Thursday, June 7, 2012

136. Balkan Tour (3)


3. Dubrovnik

Now the Croatian side.  Dubrovnik was "70% destroyed" in 1991 by Serbs and the nice Montenegrins we listened to yesterday.  Shelled the place from the surrounding mountains. Map in town square shows where shells hit.  Gouge in wall in museum has a circular wooden frame around it, with a caption: "Shell impact."  Keeps the desire for revenge alive.  In Montenegro our lecturer Jack Delf, an Australian whose day job was promotion of tourist sailing around here, couldn't have trips between Herceg Novi and Dubrovnik because, the Dubrovnicians told him, "the Montenegrins will smash our boats."  No deal, no sea traffic between the two cities.  "The Montenegrins believe the same about the Dubrovnicians, " he said.   "And nobody has ever smashed any boats."

"Park a car with Serbian license plates in Dubrovnik and the windows will be smashed," admits Igor, our Croatian lecturer. "No Serb accents are served in restaurants.  It's the same way in French-speaking Switzerland.  Order in Swiss-German and they won't serve you."  We're doing what the world does.  (Only we who have lived in French-speaking Switzerland know that it doesn't do that there.)  Among the T-shirts being sold outside the Dubrovnik cathedral was one saying, "Lord, protect me from evil people."

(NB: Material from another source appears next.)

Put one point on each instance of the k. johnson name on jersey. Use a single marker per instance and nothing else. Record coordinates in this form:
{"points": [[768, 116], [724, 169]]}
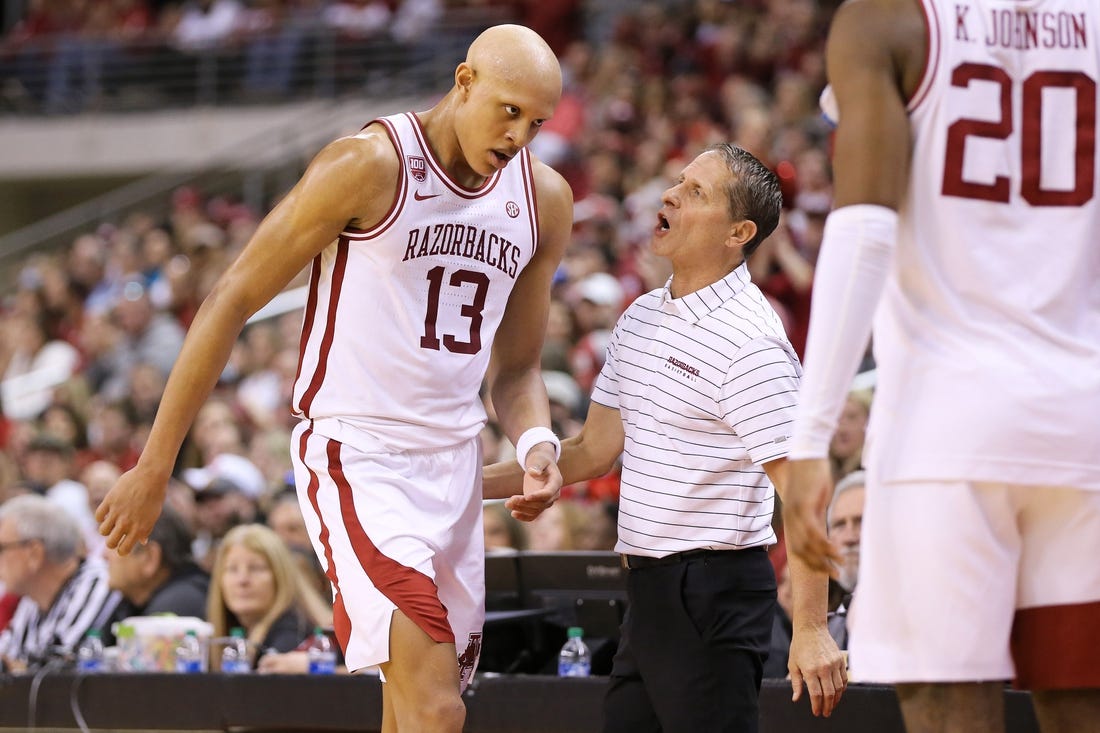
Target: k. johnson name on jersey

Time is short so I'll close with words from the Slovenian toast in our brochure:

God save our land and nation
And all Slovenes where they live,
Who own the same
Blood and name,
And who one glorious Mother claim.
Let thunder out of heaven
Strike down and smite our wanton foe!  (translation)

1 comment:

  1. This reminds me of when we returned to the US in 1993 after four years. Yugoslavia had disintegrated while we were away, and I thought to express my condolences to my proud Yugoslav-American friend who grew up in mining country outside Pittsburgh. "Oh" he said "That was a GOOD thing! We're Slovenian!"